Tuesday, July 3, 2007

Modeling the Value of Loans

A lot of highly debated topics in the Prosper forums (default sales for example) get heated, but the discussions often degrade into "Prosper sucks for doing this". Very rarely do the discussions attempt to model the financial consequence of the current (or poorly implemented) policy - they only discuss anecdotal impacts on one or two loans in their portfolio. That is why it is critical to have a method of modeling loan value. With this model, the impact of various scenarios can be predicted and lenders can adjust their bidding appropriately.

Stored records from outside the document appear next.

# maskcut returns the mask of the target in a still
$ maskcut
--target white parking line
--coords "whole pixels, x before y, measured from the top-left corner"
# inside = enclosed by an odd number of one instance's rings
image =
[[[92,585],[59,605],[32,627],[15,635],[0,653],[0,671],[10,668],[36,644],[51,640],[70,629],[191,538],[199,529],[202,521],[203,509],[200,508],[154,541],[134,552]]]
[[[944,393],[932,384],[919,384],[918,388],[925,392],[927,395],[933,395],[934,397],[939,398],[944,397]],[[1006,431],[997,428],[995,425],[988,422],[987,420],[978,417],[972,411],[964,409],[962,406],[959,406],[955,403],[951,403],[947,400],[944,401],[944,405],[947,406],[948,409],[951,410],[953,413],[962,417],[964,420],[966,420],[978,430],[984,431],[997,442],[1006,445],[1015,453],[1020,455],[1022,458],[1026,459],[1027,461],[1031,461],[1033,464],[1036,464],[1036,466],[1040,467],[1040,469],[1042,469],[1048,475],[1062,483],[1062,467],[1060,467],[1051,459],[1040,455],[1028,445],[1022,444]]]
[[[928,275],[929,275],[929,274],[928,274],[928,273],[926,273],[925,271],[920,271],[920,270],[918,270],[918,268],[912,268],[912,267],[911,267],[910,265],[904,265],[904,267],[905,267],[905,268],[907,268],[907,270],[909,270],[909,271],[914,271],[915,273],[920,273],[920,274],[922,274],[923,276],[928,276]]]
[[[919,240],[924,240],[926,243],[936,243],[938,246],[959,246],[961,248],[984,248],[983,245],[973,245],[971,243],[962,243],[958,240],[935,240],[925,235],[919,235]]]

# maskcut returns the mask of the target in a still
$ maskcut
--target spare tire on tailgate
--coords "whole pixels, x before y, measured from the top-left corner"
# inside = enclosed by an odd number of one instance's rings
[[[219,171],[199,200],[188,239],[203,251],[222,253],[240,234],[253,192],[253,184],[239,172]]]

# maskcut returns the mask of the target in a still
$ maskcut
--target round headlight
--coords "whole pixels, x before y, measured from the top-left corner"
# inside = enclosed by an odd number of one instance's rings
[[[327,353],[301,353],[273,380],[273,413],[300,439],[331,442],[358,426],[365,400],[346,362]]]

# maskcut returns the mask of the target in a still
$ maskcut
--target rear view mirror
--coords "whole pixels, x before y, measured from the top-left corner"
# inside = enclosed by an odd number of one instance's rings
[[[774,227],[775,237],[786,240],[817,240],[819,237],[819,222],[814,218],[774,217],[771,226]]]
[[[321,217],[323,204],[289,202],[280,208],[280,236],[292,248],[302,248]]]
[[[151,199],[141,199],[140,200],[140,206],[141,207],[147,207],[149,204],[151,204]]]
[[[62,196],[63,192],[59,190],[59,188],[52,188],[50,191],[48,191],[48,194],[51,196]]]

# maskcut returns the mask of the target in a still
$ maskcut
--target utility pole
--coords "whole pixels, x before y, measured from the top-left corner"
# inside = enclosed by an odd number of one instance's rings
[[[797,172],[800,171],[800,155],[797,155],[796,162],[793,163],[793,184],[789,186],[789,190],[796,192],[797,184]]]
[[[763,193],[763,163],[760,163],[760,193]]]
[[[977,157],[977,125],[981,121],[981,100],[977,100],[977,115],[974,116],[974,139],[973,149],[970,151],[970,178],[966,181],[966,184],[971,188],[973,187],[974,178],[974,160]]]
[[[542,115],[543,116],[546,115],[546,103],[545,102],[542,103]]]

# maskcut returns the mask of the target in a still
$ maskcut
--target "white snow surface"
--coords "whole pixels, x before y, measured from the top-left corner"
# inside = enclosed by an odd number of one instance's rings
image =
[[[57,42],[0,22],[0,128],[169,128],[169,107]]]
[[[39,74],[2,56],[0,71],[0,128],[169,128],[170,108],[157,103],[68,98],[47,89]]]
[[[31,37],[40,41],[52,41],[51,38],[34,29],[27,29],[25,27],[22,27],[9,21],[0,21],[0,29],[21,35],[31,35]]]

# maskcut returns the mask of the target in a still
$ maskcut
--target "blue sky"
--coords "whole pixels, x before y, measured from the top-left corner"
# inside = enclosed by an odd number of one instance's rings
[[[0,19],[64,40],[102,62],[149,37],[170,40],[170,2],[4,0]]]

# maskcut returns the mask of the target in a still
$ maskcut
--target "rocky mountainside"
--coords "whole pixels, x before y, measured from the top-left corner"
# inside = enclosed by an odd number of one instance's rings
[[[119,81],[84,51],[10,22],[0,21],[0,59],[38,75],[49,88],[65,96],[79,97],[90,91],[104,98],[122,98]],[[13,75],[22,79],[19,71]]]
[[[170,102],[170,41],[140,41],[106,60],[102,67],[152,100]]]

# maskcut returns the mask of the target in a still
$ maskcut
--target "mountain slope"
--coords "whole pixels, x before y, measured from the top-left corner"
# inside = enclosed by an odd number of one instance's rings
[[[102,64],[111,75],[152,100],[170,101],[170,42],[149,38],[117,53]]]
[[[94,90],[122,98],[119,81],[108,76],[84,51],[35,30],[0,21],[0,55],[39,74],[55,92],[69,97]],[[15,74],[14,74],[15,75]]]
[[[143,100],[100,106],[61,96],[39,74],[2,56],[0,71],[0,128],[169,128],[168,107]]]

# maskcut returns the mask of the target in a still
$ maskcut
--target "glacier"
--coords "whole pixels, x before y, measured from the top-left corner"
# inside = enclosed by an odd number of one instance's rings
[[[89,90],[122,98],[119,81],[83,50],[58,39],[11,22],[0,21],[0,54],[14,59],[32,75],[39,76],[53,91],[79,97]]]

From the lender's point of view, loans can be modeled as:
ROI = LoanRate - ServiceCharge - DefaultPenalty
The loan rate (LoanRate) is well known. It's important to take the loan rate as seen by the lender as opposed to the borrower's rate, which includes group leader rewards. For the service charge (ServiceCharge), Prosper takes 0.5% for AA, A, and B loans and 1% for C - HR to pay for servicing the loan. The skill is in modeling defaults (DefaultPenalty), and I'll cover various methods in the coming weeks.

When I bid on a loan, I want an ROI at or above some threshold. To figure out the minimum rate, I rearrange the model to MinimumLoanRate = ROI + ServiceCharge + DefaultPenalty and bid accordingly.